Here is some more information from various sources on sixel/ uuencode/ base64
encoding. BASE64 seems to be a better option. On the other hand, it may make
sense to add an encoding_method pragma keyword.
Comparison:
==========
Range of printable characters
-----------------------------
UUENCODE: 0x20-0x5F
BASE64: 0x2B,0x2F,0x3D,0x30-0x39,0x41-0x5A,0x61-0x7A
SIXEL: 0x3F-0X7E
Problem in translating from ASCII to EBCDIC
-------------------------------------------
UUENCODE: YES
BASE64: NO <----------------- NOTE
SIXEL: YES
Max length of line in output
----------------------------
UUENCODE: 60
BASE64: 76
SIXEL: ??
BASE64 uses character set which can be represented identically in all versions
of ISO 646, including US ASCII, and all characters in the subset are also
represented identically in all versions of EBCDIC. This is not true for
Uuencode and SIXEL as not all ASCII symbols have a corresponding EBCDIC symbol.
Mimencode (BASE64) is intended to be a replacement for uuencode for mail and
news use. The reason is simple: uuencode doesn't work very well in a number of
circumstances and ways. In particular, uuencode uses characters that
don't translate well across all mail gateways (particularly ASCII <-> EBCDIC
gateways). Also, uuencode is not standard -- there are several variants
floating around, encoding and decoding things in different and incompatible
ways, with no "standard" on which to base an implementation.

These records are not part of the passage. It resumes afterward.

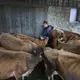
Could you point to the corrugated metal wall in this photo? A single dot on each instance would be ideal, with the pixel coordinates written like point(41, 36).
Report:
point(22, 20)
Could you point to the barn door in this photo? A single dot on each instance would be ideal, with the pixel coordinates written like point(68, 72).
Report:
point(22, 20)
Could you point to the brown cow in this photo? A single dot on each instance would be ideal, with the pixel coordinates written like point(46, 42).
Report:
point(65, 36)
point(40, 43)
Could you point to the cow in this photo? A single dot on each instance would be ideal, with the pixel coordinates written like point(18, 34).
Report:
point(67, 63)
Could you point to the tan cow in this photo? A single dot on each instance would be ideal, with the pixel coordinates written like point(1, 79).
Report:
point(68, 64)
point(12, 43)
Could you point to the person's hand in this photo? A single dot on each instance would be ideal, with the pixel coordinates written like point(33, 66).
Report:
point(41, 38)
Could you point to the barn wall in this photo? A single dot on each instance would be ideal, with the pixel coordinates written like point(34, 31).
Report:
point(22, 20)
point(59, 18)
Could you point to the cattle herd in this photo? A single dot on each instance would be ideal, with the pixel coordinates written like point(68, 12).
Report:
point(19, 54)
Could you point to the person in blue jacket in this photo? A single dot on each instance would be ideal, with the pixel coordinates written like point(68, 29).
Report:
point(46, 30)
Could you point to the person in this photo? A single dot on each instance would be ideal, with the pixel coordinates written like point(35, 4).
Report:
point(46, 30)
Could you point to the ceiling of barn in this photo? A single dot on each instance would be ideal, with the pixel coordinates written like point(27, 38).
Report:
point(62, 3)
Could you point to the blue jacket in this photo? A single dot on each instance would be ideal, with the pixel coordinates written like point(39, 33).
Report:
point(46, 31)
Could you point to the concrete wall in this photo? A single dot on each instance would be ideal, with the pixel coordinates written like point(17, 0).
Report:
point(59, 18)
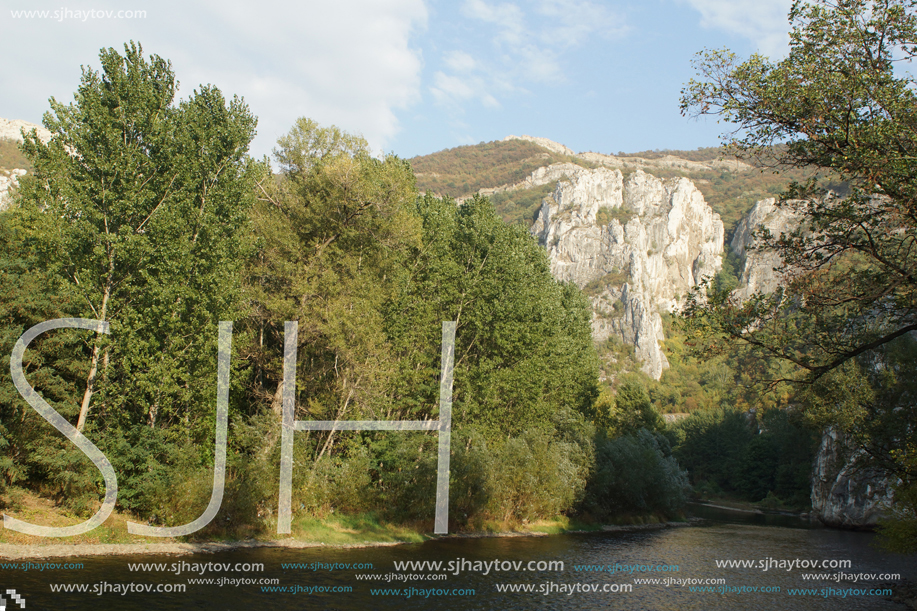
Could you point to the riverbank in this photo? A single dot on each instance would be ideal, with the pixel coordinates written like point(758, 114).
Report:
point(45, 549)
point(334, 531)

Encoding techniques: UUENCODE / BASE64 / SIXEL
==============================================
UUENCODE
--------
Uuencode started out as Unix program for encoding binary data as ASCII. It was
originally designed for UNIX systems, and the name stands for "UNIX-to-UNIX
encode". Nowadays the versions of Uuencode and Uudecode programs exist for
almost all operating systems. Uuencode is used for sending binary files by
e-mail and posting to usenet etc.
Uuencoded data starts with a line of the form:
begin <mode> <decode_pathname>
<mode> is the permission modes of source-file
<decode_pathname> is the name to be used when recreating the binary data
Uuencode repeatedly takes in a group of three bytes, adding trailing zeros if
there are less than three bytes left. These 24 bits are split into four groups
of six which are treated as numbers between 0 and 63. Decimal 32 is added to
each number and they are ouput as ASCII characters which will lie in the range
32 (space) to 32+63 = 95 (underscore). ASCII characters greater than 95 may also
be used; however, only the six right-most bits are relevant.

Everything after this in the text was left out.